Re: [PATCH RFC] x86/entry: Ask RCU if it needs rcu_irq_{enter,exit}()

From: Thomas Gleixner
Date: Fri Jun 12 2020 - 08:40:58 EST


Andy Lutomirski <luto@xxxxxxxxxx> writes:
>
> This is saying we were idle and __rcu_is_watching() correctly returned
> false. We got sysvec_apic_timer_interrupt(), which did
> rcu_irq_enter() and then turned on IRQs for softirq processing. Then
> we got sysvec_call_function_single() inside that, and
> sysvec_call_function_single() noticed that RCU was already watching
> and did *not* call rcu_irq_enter(). And, if
> sysvec_call_function_single() does rcu_is_cpu_rrupt_from_idle(), it
> will return true.
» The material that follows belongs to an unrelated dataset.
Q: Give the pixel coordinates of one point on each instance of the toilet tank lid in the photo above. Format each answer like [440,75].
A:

So the issue is that RCU thinks that, since it
>
>
>> +static __always_inline bool rcu_needs_irq_enter(void)
>> +{
>> + return !IS_ENABLED(CONFIG_TINY_RCU) &&
>> + (context_tracking_enabled_cpu(smp_processor_id()) || is_idle_task(current));
>> +}
>
> x86 shouldn't need this context tracking check -- we won't even call
> this if we came from user mode, and we make sure we never run with
> IRQs on when we're in CONTEXT_USER.

As I told Paul already, it's broken.

> I think my preference would be to fix this with something more like
> tglx's patch but with an explanation:

Yes, explanation is definitely required :)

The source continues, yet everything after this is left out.